The first thing to do here, when you're given a barebones problem is to establish your notation and try to avoid the letter "P". Let A be addict or not and K be pain killers or not. We then have:

$P(K|A) = \frac{P(A|K)*P(K)}{P(A)}$

Don't get used to P(A) always being the prior!

Filling in the values, we have:

1. $P(K)$ = [0.1, 0.9]
2. $P(A)$ = [0.05, 0.95]
3. $P(A|k)$ = [0.08, 0.92]

This is another case where we don't have all the likelihood available.

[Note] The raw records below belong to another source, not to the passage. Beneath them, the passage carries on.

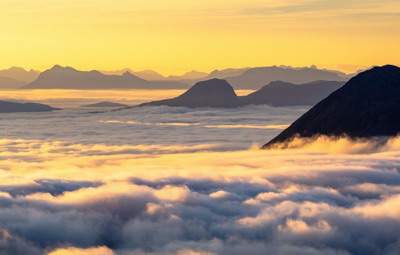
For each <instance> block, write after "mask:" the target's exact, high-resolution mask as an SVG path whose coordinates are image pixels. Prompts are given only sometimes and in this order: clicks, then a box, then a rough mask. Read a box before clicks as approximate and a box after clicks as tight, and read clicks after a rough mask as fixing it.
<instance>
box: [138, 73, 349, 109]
mask: <svg viewBox="0 0 400 255" xmlns="http://www.w3.org/2000/svg"><path fill="white" fill-rule="evenodd" d="M342 85H343V83H342V82H336V81H316V82H312V83H307V84H301V85H295V84H290V83H285V82H279V81H278V82H272V83H270V84H269V85H266V86H264V87H263V88H261V89H260V90H258V91H256V92H254V93H251V94H250V95H247V96H240V97H238V96H236V94H235V92H234V90H233V88H232V86H231V85H230V84H229V83H228V82H227V81H225V80H221V79H211V80H208V81H203V82H198V83H197V84H195V85H194V86H193V87H192V88H190V89H189V90H188V91H187V92H185V93H184V94H182V95H181V96H179V97H176V98H172V99H166V100H161V101H155V102H150V103H145V104H142V105H140V106H157V105H166V106H183V107H189V108H196V107H224V108H234V107H240V106H245V105H270V106H295V105H313V104H315V103H317V102H319V101H321V100H322V99H324V98H325V97H327V96H328V95H329V94H330V93H332V92H333V91H335V90H337V89H338V88H340V87H341V86H342Z"/></svg>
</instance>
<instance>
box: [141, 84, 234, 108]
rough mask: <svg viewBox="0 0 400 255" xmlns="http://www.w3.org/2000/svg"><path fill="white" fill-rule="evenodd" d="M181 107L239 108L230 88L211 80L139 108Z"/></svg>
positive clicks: (224, 84) (150, 102)
mask: <svg viewBox="0 0 400 255" xmlns="http://www.w3.org/2000/svg"><path fill="white" fill-rule="evenodd" d="M160 105H166V106H181V107H189V108H198V107H219V108H232V107H238V106H241V102H240V100H239V98H238V97H237V96H236V94H235V91H234V90H233V88H232V86H231V85H230V84H229V83H228V82H227V81H225V80H221V79H216V78H215V79H211V80H207V81H201V82H198V83H196V84H195V85H193V87H191V88H190V89H189V90H188V91H186V92H185V93H183V94H182V95H180V96H178V97H176V98H172V99H167V100H161V101H155V102H150V103H146V104H142V105H141V106H160Z"/></svg>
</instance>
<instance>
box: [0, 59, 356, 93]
mask: <svg viewBox="0 0 400 255" xmlns="http://www.w3.org/2000/svg"><path fill="white" fill-rule="evenodd" d="M351 76H352V75H347V74H345V73H341V72H338V71H332V70H326V69H318V68H317V67H304V68H294V67H288V66H270V67H256V68H228V69H222V70H215V71H212V72H211V73H209V74H208V73H204V72H198V71H191V72H187V73H185V74H183V75H178V76H163V75H161V74H159V73H157V72H155V71H152V70H145V71H140V72H135V71H132V70H130V69H122V70H118V71H109V72H107V71H101V72H100V71H96V70H93V71H79V70H77V69H74V68H72V67H62V66H59V65H56V66H54V67H52V68H50V69H48V70H46V71H44V72H42V73H39V72H37V71H34V70H31V71H26V70H24V69H22V68H16V67H14V68H10V69H7V70H0V89H1V88H23V89H188V88H189V87H190V86H191V85H192V84H195V83H197V82H199V81H203V80H210V79H214V78H217V79H225V80H226V81H228V82H229V83H230V84H231V85H232V86H233V88H234V89H249V90H250V89H251V90H256V89H260V88H261V87H263V86H264V85H265V84H268V83H270V82H273V81H278V80H279V81H283V82H288V83H294V84H303V83H309V82H313V81H318V80H329V81H340V82H342V81H346V80H348V79H349V78H350V77H351Z"/></svg>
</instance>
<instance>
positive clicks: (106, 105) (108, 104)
mask: <svg viewBox="0 0 400 255" xmlns="http://www.w3.org/2000/svg"><path fill="white" fill-rule="evenodd" d="M82 107H89V108H120V107H128V105H126V104H120V103H114V102H107V101H104V102H98V103H95V104H87V105H82Z"/></svg>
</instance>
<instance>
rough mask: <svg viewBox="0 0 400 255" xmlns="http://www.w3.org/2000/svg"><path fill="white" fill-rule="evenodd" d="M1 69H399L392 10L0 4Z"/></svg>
mask: <svg viewBox="0 0 400 255" xmlns="http://www.w3.org/2000/svg"><path fill="white" fill-rule="evenodd" d="M0 30H1V31H2V35H1V37H0V45H1V47H0V56H1V58H0V68H5V67H9V66H24V67H27V68H35V69H39V70H43V69H46V68H48V67H50V66H52V65H53V64H56V63H57V64H61V65H70V66H74V67H77V68H80V69H102V70H106V69H107V70H113V69H120V68H124V67H130V68H132V69H135V70H138V69H154V70H157V71H160V72H162V73H164V74H176V73H181V72H184V71H188V70H192V69H197V70H202V71H209V70H211V69H214V68H223V67H244V66H262V65H274V64H277V65H280V64H284V65H294V66H308V65H312V64H315V65H318V66H321V67H328V68H336V69H341V70H344V71H353V70H355V69H358V68H361V67H366V66H370V65H380V64H386V63H392V64H400V51H399V50H398V45H399V42H400V1H398V0H263V1H262V0H229V1H226V0H196V1H194V0H169V1H165V0H146V1H144V0H113V1H110V0H68V1H67V0H2V1H0Z"/></svg>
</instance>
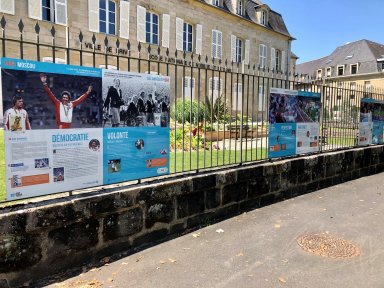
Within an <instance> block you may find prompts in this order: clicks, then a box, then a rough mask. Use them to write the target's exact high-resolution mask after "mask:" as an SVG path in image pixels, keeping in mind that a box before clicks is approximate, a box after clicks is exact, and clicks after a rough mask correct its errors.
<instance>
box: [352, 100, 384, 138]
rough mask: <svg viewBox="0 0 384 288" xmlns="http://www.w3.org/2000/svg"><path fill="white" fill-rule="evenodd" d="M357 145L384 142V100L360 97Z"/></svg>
mask: <svg viewBox="0 0 384 288" xmlns="http://www.w3.org/2000/svg"><path fill="white" fill-rule="evenodd" d="M358 139H359V145H369V144H383V143H384V102H383V101H380V100H375V99H371V98H363V99H361V105H360V127H359V138H358Z"/></svg>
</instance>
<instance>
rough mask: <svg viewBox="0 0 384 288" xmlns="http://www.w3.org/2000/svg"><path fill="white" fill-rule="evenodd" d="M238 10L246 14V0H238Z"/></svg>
mask: <svg viewBox="0 0 384 288" xmlns="http://www.w3.org/2000/svg"><path fill="white" fill-rule="evenodd" d="M236 12H237V14H238V15H241V16H242V15H244V0H237V9H236Z"/></svg>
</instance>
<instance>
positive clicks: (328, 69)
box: [325, 67, 332, 77]
mask: <svg viewBox="0 0 384 288" xmlns="http://www.w3.org/2000/svg"><path fill="white" fill-rule="evenodd" d="M325 76H327V77H331V76H332V67H327V68H326V70H325Z"/></svg>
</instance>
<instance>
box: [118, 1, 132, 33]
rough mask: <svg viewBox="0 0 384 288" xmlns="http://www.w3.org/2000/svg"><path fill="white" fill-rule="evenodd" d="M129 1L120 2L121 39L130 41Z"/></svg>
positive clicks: (120, 21) (120, 32)
mask: <svg viewBox="0 0 384 288" xmlns="http://www.w3.org/2000/svg"><path fill="white" fill-rule="evenodd" d="M129 8H130V2H129V1H120V37H121V38H125V39H129V15H130V14H129Z"/></svg>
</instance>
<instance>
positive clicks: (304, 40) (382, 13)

However, we can derive it in this case using Total Probability and the 3rd Axiom of Probability.

`P(a) = P(a|k)P(k) + P(a|~k)P(~k)`

`P(~a) = P(~a|k)P(k) + P(~a|~k)P(~k)`

Our unknowns are `P(a|~k)` and `P(~a|~k)`.

Solving for the unknowns we have:

`P(a|~k) = (P(a) - P(a|k)P(k))/P(~k)`

`P(~a|~k) = (P(~a) - P(~a|k)P(k))/P(~k)`

Substituting from the problem, we have:

`P(a|~k) = (0.05 - 0.08*0.1)/0.90 ~= 0.047`

`P(~a|~k) = (0.95 - 0.92*0.1)/0.90 ~= 0.953`

(The book I cribbed these from was not very inventive. These numbers are nearly the same as the previous problem!)

We already have *code* defined so need only describe the problem:

In [15]:
p2_priors = {"k": 0.1, "~k": 0.9}
p2_likelihoods = {"k": {"a": 0.08, "~a": 0.92}, "~k": {"a": 0.047, "~a": 0.953}}

This time we'll calculate all our results and then describe them:

In [17]:
print(query(p2_priors, p2_likelihoods, "a"))
print(query(p2_priors, p2_likelihoods, "~a"))

{'k': 0.15904572564612324, '~k': 0.8409542743538767}
{'k': 0.09687269664104456, '~k': 0.9031273033589555}


`P(k|a)` is 15.9% (you can also convert to percent if you like) and is the probability of a pain killer prescription given the patient is an addict. This is higher than the prior of 10%.

`P(~k|a)` is 84.1% and is the probability of not having a pain killer prescription (Rx) given the patient is an addict.

`P(k|~a)` is 9.7% and represents the probability that the patient has a pain killer Rx given they are not an addict.

`P(~k|~a)` is 90.3% and is the probability that the patient does not have a pain killer Rx given they are not an addict.